On another note, if you find yourself in Greensboro, NC, and you like Indian cuisine, Saffron Restaurant is worthwhile.

And now, Gaberment work or not, it better be up to GPA snuff, or we’ll be putting him on Craigslist as an available ship’s swabby. Stay tuned.

Sunday, May 06, 2012

It's a different kind of liberty I guess...

Gabe and I drove north from Greensboro, North Carolina, making a pitstop for lunch in Lynchburg, Virginia. In ferrying Gabe to and from Guilford College, or visiting for parents’ weekend, I’ve had a few opportunities to scan the hilly vistas that line route 29, as it bypasses Lynchburg, and I’ve seen Liberty University’s enormous dome-like structure which houses sports and campus mega-church gatherings. The residence buildings at Liberty cling to the hillsides like terraced tree-fungi made of red brick, but our lunch stop on Wednesday was the closest I’ve gotten to a Liberty U. edifice, and it took me a little by surprise.

Right behind the strip mall where we ate at Panera Bread, and where I’d stopped for a Starbucks coffee (on my southbound trip the day before,) stood the fortress-like entryway to LU that you see here. I knew this was not the main campus entrance, but it was an odd one, seeming to lead you into a subterranean lair under the train track running above on the embankment.

I might struggle to explain what intrigues me about the whole concept of Liberty University. Founded by the late evangelist Jerry Falwell, it serves to educate several thousand young people of fundamentalist Christian ilk. I read a book once, by Kevin Roose, a Brown University student who attended Liberty for one semester in order to research a milieu that departed from his usual experience. http://www.huffingtonpost.com/2009/04/22/kevin-roose-infiltrates-l_n_190124.html So, while I know that LU holds no appeal for me, nor is it a place I’d ever recommend to my children, I looked around at the Panera full of well-groomed students in LU sweatshirts, and couldn’t help wondering whether any of them were cramming for the final in one of the first classes a student would take there--one that establishes agreement with a worldview in which the Earth is 6000 years old, homosexuality is a no-no, and you’d better vote against “socialism.” (In other words kids, vote Republican.)
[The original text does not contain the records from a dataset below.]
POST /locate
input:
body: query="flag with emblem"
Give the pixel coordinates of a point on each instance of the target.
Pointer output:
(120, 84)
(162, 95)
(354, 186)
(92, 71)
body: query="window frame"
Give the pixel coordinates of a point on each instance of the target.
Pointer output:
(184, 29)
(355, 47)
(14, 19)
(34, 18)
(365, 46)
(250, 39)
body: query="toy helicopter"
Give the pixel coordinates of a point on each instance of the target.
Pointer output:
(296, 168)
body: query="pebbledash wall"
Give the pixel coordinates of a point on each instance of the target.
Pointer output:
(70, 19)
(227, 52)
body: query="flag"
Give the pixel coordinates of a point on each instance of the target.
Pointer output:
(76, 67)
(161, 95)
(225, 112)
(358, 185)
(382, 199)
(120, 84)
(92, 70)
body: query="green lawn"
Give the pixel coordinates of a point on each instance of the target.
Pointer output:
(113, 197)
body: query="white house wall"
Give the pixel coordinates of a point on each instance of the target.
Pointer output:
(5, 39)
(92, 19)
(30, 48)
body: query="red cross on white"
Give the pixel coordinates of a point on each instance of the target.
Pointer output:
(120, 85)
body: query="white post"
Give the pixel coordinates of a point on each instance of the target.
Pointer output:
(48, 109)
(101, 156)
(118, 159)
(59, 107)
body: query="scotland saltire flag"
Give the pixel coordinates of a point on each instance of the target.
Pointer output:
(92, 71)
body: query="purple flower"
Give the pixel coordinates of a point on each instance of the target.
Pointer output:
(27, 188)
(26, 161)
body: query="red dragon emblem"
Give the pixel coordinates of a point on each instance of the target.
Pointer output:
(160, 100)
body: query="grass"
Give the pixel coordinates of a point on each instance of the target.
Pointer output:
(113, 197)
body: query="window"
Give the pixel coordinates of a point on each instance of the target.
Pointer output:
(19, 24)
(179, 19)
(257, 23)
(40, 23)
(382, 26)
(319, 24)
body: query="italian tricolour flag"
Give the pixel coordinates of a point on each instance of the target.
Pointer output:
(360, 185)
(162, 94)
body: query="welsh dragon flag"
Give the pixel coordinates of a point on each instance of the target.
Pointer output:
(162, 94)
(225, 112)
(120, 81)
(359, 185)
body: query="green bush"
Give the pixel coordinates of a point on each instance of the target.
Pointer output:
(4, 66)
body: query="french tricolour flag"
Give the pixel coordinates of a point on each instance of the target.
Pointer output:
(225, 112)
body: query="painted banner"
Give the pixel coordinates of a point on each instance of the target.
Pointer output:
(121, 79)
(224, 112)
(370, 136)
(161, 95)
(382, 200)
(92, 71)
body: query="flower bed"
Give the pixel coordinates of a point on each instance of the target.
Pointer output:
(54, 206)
I guess that in what we bill as a “free country,” it shouldn’t be particularly novel that such a place (and others much more rigid in view,) would be thriving, but it’s still a strange notion that I find myself flipping around in my head with a touch of bewilderment, much as I would a Rubik’s cube--that real live ornery, skeptical, learning-focused college students would tackle their studies while accepting that Genesis is a literal depiction of what followed the Big Bang.

Anyway, I had to go and examine this immense passageway close up, so Gabe and I walked over and had a look. Just inside the opening is a black metal gate of rather prison-like bars, next to which sits a card reader. So qualified students or staff may pass through, but no gawkers such as we. I stuck my iPhone through the bars and snapped a pic of the tunnel.

It looks like a good choice during an air raid. I hope that, in such an event, shelter would be proffered even to those of us who do not plan on being raptured. Meanwhile, it made for an interesting image.

I noted with interest that the name tag of the order taker in Panera identified him as “Jesus.” I’m pretty sure though, that he pronounces it “Hay-SOOS.” Gabe and I hit the road, fortified by a cream cheese bagel and a tuna salad sandwich respectively.